1995年,石桥县。
进入三月,余寒犹厉,早晨五六点钟,黎明前的曙光悄然绽放,整个县城被笼罩在一片朦胧中。
叶问棠睁开眼时,外面的天还没有亮透,她像往常一样穿衣起床,搓着满是冻疮的双手去做早饭。
叶问棠的丈夫张春华是石桥县人民医院的医生,他昨晚值的夜班,大概八点左右到家。
叶问棠得赶在张春华回家前做好早饭。
这是一处狭小又紧凑的筒子楼,家家户户烧饭的灶台都搭在外面的过道里。
叶问棠一家住在二楼走廊的最里面,屋里面积不大,四十来平米,原本是个一室一厅,后来用隔板在客厅里隔出了一块,装了一扇门,就是一个小房间了。
小房间就几平米大,里面支了一张钢丝床,再摆几个矮柜恨不得就塞满了,以前是张洋睡的,等到张洋快上初中时,他嫌小房间太小了不愿意睡,叶问棠就把大房间让给他了。
又舍不得张春华和她一起挤在小房间里,她便一个人睡小房间,张春华张洋父子俩睡大房间。
张洋考上县一中后,就去住校了,每两周回家一次。
叶问棠依旧一个人睡在小房间里。
此时过道里静悄悄的,一片昏暗,老化的门窗呼呼灌冷风,叶问棠哆嗦着身子将炉子生好后,先熬了一锅白粥,然后将面粉加温水揉成团,再擀成薄片。

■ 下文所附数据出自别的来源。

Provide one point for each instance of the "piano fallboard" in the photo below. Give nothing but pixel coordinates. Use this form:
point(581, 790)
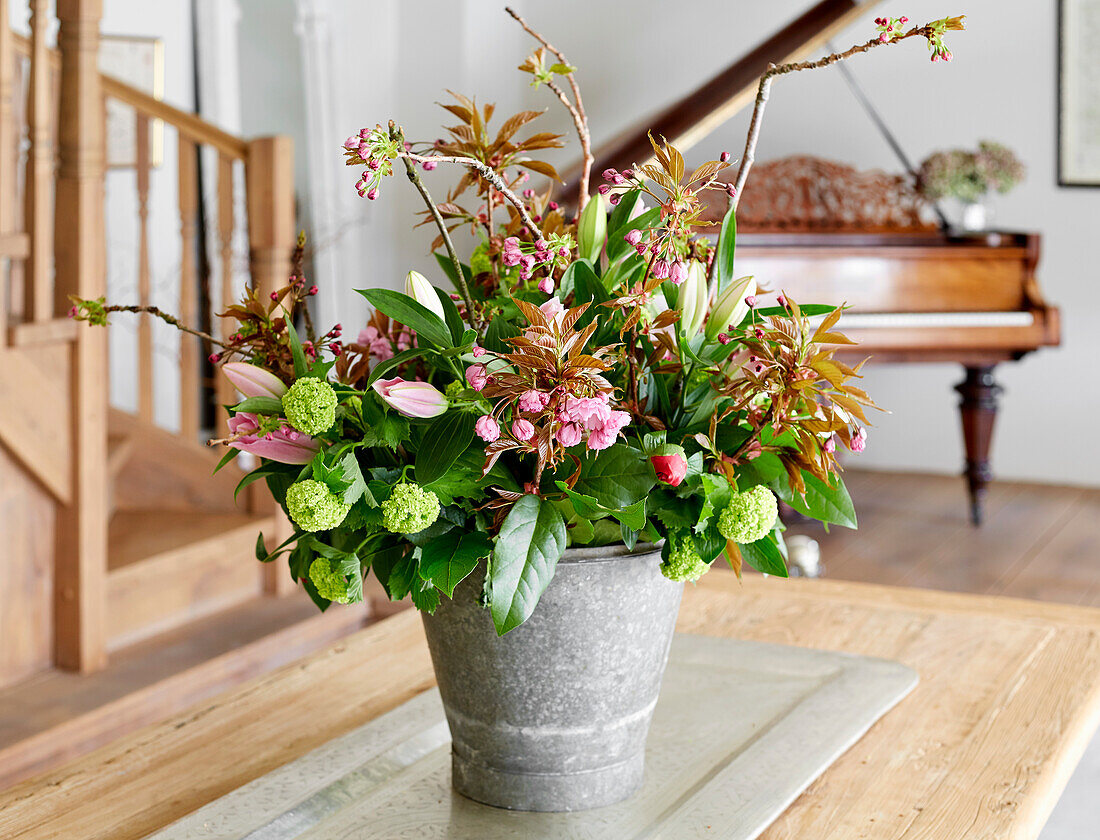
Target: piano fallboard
point(917, 296)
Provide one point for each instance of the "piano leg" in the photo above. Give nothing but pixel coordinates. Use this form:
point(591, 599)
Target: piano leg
point(978, 409)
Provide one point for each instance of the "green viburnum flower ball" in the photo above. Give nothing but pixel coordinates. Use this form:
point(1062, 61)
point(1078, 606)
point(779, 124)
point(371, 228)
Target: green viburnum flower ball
point(684, 562)
point(310, 406)
point(314, 507)
point(409, 508)
point(750, 516)
point(330, 584)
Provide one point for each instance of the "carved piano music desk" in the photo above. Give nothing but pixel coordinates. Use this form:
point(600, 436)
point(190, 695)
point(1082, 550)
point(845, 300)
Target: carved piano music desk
point(829, 233)
point(826, 232)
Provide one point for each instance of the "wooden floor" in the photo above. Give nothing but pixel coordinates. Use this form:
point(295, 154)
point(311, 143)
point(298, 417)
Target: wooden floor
point(1038, 541)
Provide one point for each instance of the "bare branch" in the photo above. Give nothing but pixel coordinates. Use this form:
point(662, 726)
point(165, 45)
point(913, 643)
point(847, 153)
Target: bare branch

进屋看了眼墙上的挂钟,还不到七点,葱油饼现烙的才好吃,她便没急着烙,趁着这时间拿起抹布开始搞屋里的卫生。
打扫完客厅和小房间,叶问棠走进大房间。
大房间要大很多,还带一个小阳台,里面摆着一张大床,床上铺着厚厚的被褥,靠墙壁摆着一个大衣柜,另一面放着一张书桌和一个书架,书架上摆满了各种书。
……
叶问棠和张春华之间,虽然未曾有过什么海誓山盟、轰轰烈烈,可彼此也算相敬如宾,十七年来连争执都很少有。
印象里张春华向来情绪稳定,平和有涵养,这样激动一脸愤怒的样子,叶问棠还是第一次看到。
张春华见照片被叶问棠攥的皱巴巴的,心疼的不行,将照片放在书桌上,小心翼翼地拿手抚平,那模样,像是对待价值千亿的珍宝。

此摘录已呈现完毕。